Die in der Analyse berücksichtigten Asset-Manager (UBS, Credit Suisse, Pictet, Vontobel, Swiss Life, Swisscanto, Lombard Odier, BlackRock, AXA und GAM) investieren die von ihnen verwalteten Gelder, inklusive Vorsorgegelder aus der 2. und 3. Säule, in umweltschädliche Aktivitäten. Sie stellen diese Aktivitäten an den Generalversammlungen der investierten Unternehmen nicht in Frage und unterlassen es, die Unternehmen zur Reduktion ihrer Emissionen und ihres Naturverbrauchs zu verpflichten. Stattdessen bevorzugen die Asset-Manager eine kurzfristige Profitlogik.

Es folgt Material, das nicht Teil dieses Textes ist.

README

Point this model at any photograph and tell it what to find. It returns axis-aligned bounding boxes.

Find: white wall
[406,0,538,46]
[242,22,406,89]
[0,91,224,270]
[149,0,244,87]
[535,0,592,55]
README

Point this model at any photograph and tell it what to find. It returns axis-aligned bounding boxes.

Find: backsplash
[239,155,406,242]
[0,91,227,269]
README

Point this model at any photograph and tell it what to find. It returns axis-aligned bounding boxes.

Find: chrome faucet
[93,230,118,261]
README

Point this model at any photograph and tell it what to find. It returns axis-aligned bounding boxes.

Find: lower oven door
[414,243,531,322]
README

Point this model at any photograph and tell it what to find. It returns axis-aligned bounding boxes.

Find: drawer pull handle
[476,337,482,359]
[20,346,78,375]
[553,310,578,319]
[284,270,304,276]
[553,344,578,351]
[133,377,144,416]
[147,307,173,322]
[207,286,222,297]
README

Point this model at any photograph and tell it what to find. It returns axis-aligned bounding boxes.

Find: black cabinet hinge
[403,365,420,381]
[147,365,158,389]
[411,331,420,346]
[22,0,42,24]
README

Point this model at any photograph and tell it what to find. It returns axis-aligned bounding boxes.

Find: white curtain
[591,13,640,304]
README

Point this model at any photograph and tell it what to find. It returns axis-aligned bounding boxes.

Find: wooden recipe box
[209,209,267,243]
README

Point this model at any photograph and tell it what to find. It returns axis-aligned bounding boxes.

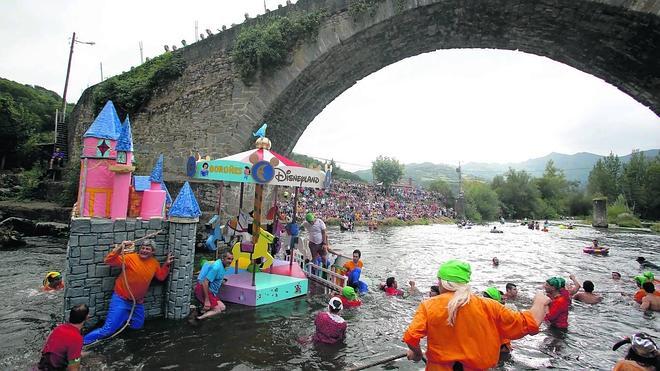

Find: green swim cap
[438,260,472,283]
[341,286,357,301]
[635,275,648,286]
[484,287,502,303]
[545,277,566,290]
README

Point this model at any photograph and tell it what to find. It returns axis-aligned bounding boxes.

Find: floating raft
[218,262,308,307]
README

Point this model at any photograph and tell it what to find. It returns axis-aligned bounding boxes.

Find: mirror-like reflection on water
[0,224,660,370]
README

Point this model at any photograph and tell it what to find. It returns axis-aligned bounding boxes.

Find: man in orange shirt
[344,249,363,276]
[84,240,174,345]
[403,260,550,370]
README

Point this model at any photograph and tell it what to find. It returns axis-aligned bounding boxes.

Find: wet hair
[642,281,655,294]
[582,281,594,293]
[69,304,89,325]
[140,238,156,250]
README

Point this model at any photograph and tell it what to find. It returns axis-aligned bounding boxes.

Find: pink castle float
[76,101,171,220]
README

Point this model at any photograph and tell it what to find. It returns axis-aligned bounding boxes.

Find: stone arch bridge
[69,0,660,180]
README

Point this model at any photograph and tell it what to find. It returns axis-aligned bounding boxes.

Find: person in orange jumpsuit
[403,260,550,371]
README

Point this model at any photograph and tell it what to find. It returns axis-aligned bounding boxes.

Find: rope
[85,229,163,348]
[348,353,408,371]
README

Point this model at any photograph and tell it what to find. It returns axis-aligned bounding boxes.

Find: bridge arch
[72,0,660,179]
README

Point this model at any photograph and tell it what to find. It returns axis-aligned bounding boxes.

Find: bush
[56,161,80,206]
[18,162,46,199]
[607,195,632,224]
[94,53,186,113]
[616,213,642,228]
[231,12,325,81]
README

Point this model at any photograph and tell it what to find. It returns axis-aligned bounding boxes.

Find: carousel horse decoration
[222,210,254,242]
[231,228,275,269]
[206,215,225,251]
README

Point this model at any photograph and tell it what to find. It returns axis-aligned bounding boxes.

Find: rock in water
[0,216,35,236]
[0,227,25,249]
[34,222,69,237]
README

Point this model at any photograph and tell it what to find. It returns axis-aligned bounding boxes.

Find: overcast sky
[0,0,660,170]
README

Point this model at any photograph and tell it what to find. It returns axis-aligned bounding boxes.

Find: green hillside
[354,149,660,191]
[291,153,364,182]
[0,78,73,169]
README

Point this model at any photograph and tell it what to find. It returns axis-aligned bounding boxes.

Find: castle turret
[140,155,167,219]
[110,116,135,219]
[77,101,122,218]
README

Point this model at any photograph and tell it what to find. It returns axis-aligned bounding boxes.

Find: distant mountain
[355,149,660,186]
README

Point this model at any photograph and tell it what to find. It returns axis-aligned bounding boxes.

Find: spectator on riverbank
[573,281,603,304]
[313,296,348,344]
[303,212,328,260]
[37,304,89,371]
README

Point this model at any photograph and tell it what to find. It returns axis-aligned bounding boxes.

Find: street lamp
[56,32,96,122]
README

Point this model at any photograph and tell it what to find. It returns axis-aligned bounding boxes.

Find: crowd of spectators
[280,179,454,222]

Gleichzeitig versprechen die Asset-Manager, die Unternehmen, in die sie investieren, mit Active Ownership (auch bekannt als Investment Stewardship) nachhaltiger zu machen. Sie verpflichten sich auch öffentlich dazu, internationale Vereinbarungen zum Schutz von Klima und Biodiversität zu unterstützen. Dieses Engagement spiegelt sich jedoch nicht konsequent im Abstimmungsverhalten der Asset-Manager bei den Generalversammlungen wider.

Kommt hinzu: Viele der untersuchten Asset-Manager geben nicht bekannt, welche Massnahmen sie ergreifen, um Verwaltungsräte der investierten Unternehmen zur Rechenschaft zu ziehen, wenn diese die Nachhaltigkeitsziele nicht erreichen. Schlimmer noch, es gibt Asset-Manager, die die Gründe für ihr Abstimmungsverhalten nicht veröffentlichen. Das Asset-Management von Vontobel beispielsweise hat sein Abstimmungsverhalten vom Jahr 2023, trotz Nachfrage, noch nicht publik gemacht. 

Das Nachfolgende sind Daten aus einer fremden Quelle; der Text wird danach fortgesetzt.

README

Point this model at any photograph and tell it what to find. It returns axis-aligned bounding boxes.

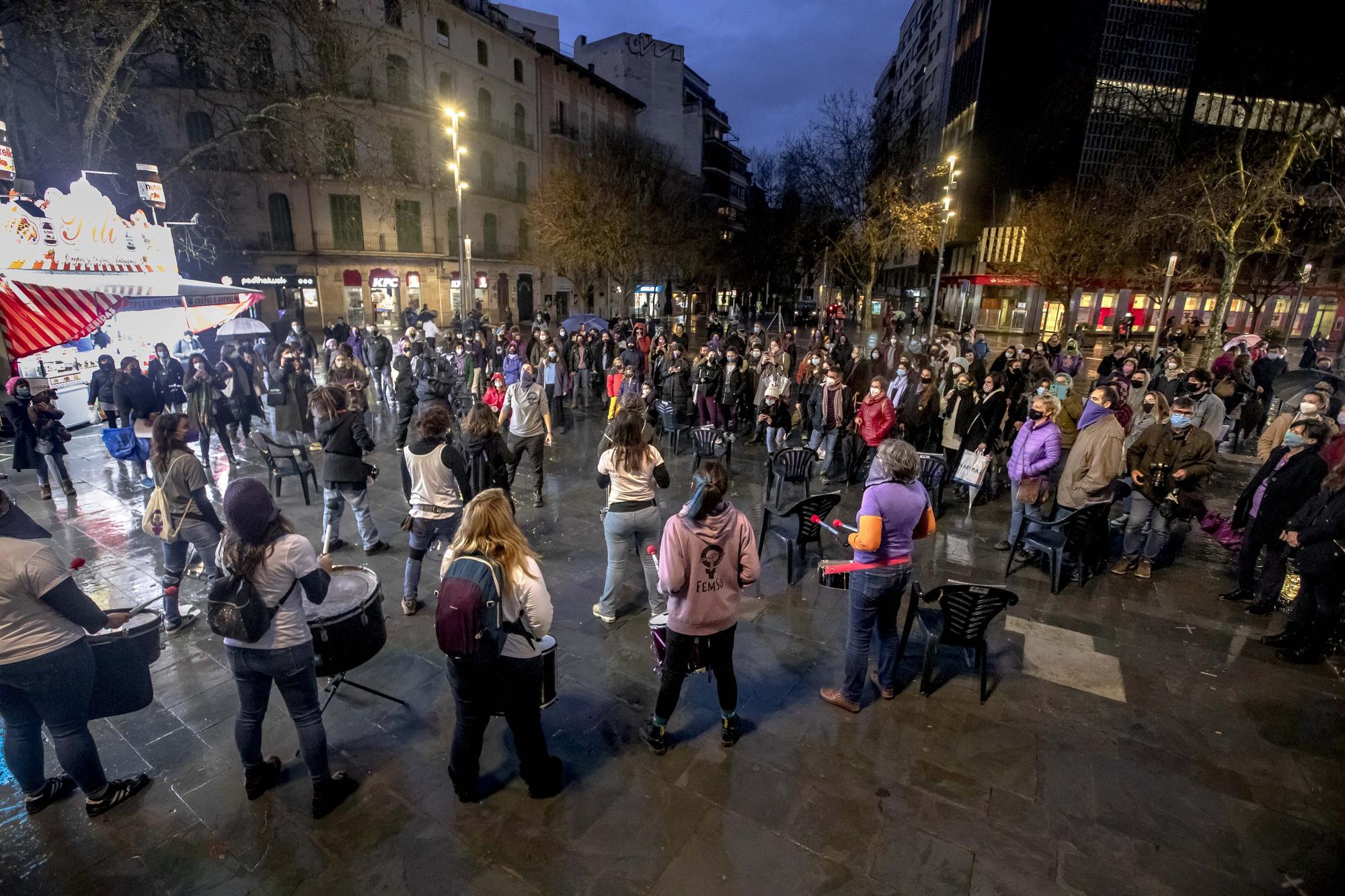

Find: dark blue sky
[530,0,911,159]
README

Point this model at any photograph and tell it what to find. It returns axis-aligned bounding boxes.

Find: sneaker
[818,688,859,713]
[243,756,280,799]
[640,719,668,756]
[23,775,75,815]
[720,716,740,747]
[85,772,149,818]
[869,673,897,700]
[313,772,359,818]
[164,610,200,635]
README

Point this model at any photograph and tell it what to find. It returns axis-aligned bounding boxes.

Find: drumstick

Mit dieser Intransparenz verzichten die Asset-Manager darauf, ein wirkungsvolles Signal hinsichtlich erwartetem Klima- und Umweltschutz an die Verantwortlichen eines Unternehmens zu senden. Es ist dadurch für Anleger:innen auch sehr schwierig zu erkennen, ob ihr Vermögen im Einklang mit den von Banken und Versicherungen eingegangenen Verpflichtungen zur Nachhaltigkeit verwaltet wird.

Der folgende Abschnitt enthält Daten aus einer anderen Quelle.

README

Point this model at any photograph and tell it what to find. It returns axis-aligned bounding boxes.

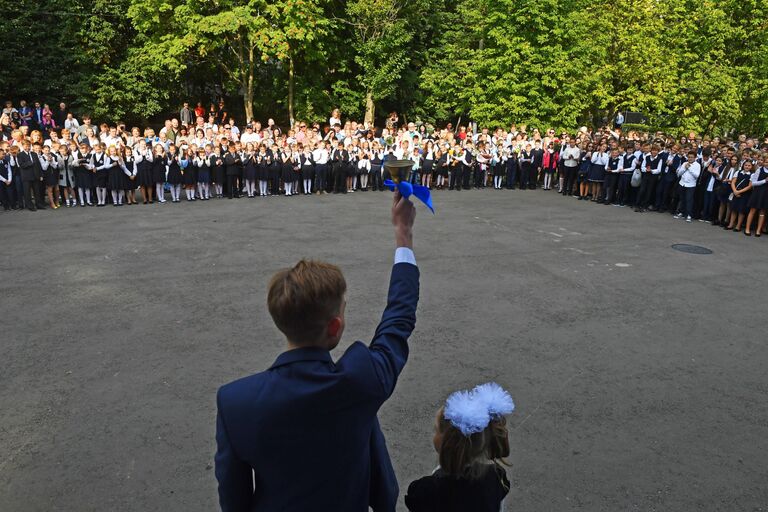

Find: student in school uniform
[518,143,533,190]
[180,147,197,201]
[587,143,611,203]
[421,140,435,189]
[405,383,515,512]
[215,192,419,512]
[576,142,594,201]
[675,150,701,222]
[53,144,77,208]
[699,156,723,224]
[133,139,155,204]
[461,140,477,190]
[192,144,212,201]
[716,155,739,224]
[744,155,768,237]
[655,144,686,213]
[242,142,259,197]
[255,143,272,197]
[280,148,293,197]
[528,139,544,190]
[635,145,664,212]
[91,143,109,207]
[725,159,754,233]
[223,144,243,199]
[312,140,331,195]
[542,142,560,190]
[40,146,61,210]
[299,141,315,196]
[447,142,464,190]
[603,147,624,206]
[71,142,95,208]
[357,147,371,192]
[118,146,139,205]
[208,144,227,199]
[165,144,184,203]
[152,143,168,203]
[369,141,384,191]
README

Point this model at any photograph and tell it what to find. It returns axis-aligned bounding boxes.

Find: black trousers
[368,165,384,190]
[227,174,240,199]
[507,159,517,189]
[563,165,579,196]
[22,181,44,211]
[616,172,632,205]
[448,164,464,190]
[603,172,619,203]
[0,182,16,210]
[635,172,658,208]
[315,164,328,192]
[333,164,347,194]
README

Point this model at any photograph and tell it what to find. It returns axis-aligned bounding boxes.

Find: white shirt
[677,161,701,188]
[563,146,581,167]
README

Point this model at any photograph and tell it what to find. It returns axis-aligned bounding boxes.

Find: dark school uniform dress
[106,156,125,190]
[256,153,271,181]
[424,153,435,176]
[405,464,509,512]
[182,159,197,187]
[299,153,315,180]
[40,155,59,187]
[280,152,293,183]
[165,155,183,185]
[577,151,592,183]
[587,153,610,183]
[731,171,752,213]
[120,156,138,190]
[152,155,166,185]
[136,153,156,187]
[747,167,768,210]
[72,151,94,190]
[209,155,226,185]
[91,153,110,188]
[243,154,258,181]
[194,156,211,183]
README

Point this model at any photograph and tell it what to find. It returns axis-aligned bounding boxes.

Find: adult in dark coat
[17,141,45,211]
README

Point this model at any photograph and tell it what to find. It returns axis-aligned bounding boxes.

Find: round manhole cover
[672,244,712,254]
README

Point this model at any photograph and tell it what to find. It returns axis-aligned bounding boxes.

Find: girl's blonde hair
[436,407,509,480]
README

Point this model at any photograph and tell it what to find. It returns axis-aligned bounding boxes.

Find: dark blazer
[216,263,419,512]
[16,151,43,181]
[222,151,243,176]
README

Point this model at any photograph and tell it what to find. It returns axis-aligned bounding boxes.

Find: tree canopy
[0,0,768,134]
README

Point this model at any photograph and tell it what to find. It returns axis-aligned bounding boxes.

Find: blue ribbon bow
[384,180,435,215]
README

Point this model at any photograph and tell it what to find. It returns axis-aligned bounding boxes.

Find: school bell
[384,160,413,184]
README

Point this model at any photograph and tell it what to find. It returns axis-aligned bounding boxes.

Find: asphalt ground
[0,190,768,512]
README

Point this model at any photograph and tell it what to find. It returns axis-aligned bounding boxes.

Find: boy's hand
[392,190,416,249]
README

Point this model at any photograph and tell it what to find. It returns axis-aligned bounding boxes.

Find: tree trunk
[288,57,294,128]
[243,47,256,123]
[365,89,376,126]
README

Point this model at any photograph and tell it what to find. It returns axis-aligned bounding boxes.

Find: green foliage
[0,0,768,134]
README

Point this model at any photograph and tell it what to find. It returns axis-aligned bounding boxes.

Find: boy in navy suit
[216,192,419,512]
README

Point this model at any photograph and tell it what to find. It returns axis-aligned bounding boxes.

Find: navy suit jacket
[216,263,419,512]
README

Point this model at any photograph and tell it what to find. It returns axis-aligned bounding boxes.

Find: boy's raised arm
[370,191,419,398]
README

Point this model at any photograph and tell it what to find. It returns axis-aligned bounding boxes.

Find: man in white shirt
[560,137,581,196]
[675,150,701,222]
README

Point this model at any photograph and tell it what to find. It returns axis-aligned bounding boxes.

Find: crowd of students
[0,102,768,236]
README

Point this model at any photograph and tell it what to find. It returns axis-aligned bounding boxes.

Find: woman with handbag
[744,155,768,237]
[725,160,754,233]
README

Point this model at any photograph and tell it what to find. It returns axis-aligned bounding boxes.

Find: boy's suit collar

«Die Ergebnisse unserer Analyse sind besorgniserregend», sagt Niki Vischer, Expertin für eine nachhaltige Finanzwirtschaft bei Greenpeace Schweiz und Co-Autorin des Berichts. «Wer Aktien eines Unternehmens besitzt, wird Miteigentümer des Unternehmens und muss sodann Verantwortung für die Folgen der Geschäftstätigkeiten übernehmen. Die Asset-Manager tätigen Investitionen im Namen von Anleger:innen und üben die entsprechenden Aktionärsrechte aus.» 

«Die Asset-Manager müssen ihren Einfluss geltend machen», sagt Peter Haberstich, Experte für eine nachhaltige Finanzwirtschaft bei Greenpeace Schweiz. «Sie müssen die investierten Unternehmen dazu verpflichten, Strategien zu verfolgen, die mit den Zielen des Pariser Klimaabkommens und des Übereinkommens über die biologische Vielfalt im Einklang stehen. Wir erwarten, dass ihre grünen Versprechen keine Lippenbekenntnisse bleiben und die Asset-Manager ihren Worten schnell Taten folgen lassen. Die Saison der Generalversammlungen von 2024 ist nun eröffnet. Damit bietet sich den Asset-Managern die Gelegenheit, ihr Abstimmungsverhalten und ihr Engagement zu ändern.»

Zum Bericht

Gegen Klima und Natur gestimmt – (In-)Active Ownership: Asset-Manager übernehmen keine Verantwortung für Klima- und Umweltschutz. Der Bericht ist auch auf Englisch und Französisch verfügbar.

Kontakte

Die Autor:innen der Studie:

  • Niki Vischer, Expertin für eine nachhaltige Finanzwirtschaft, Greenpeace Schweiz, +41 44 447 41 15, [email protected] (Antworten auf Deutsch und Englisch)
  • Peter Haberstich, Experte für eine nachhaltige Finanzwirtschaft, Greenpeace Schweiz: +41 76 337 44 49, [email protected] 

Medienstelle Greenpeace Schweiz, +41 44 447 41 11, [email protected]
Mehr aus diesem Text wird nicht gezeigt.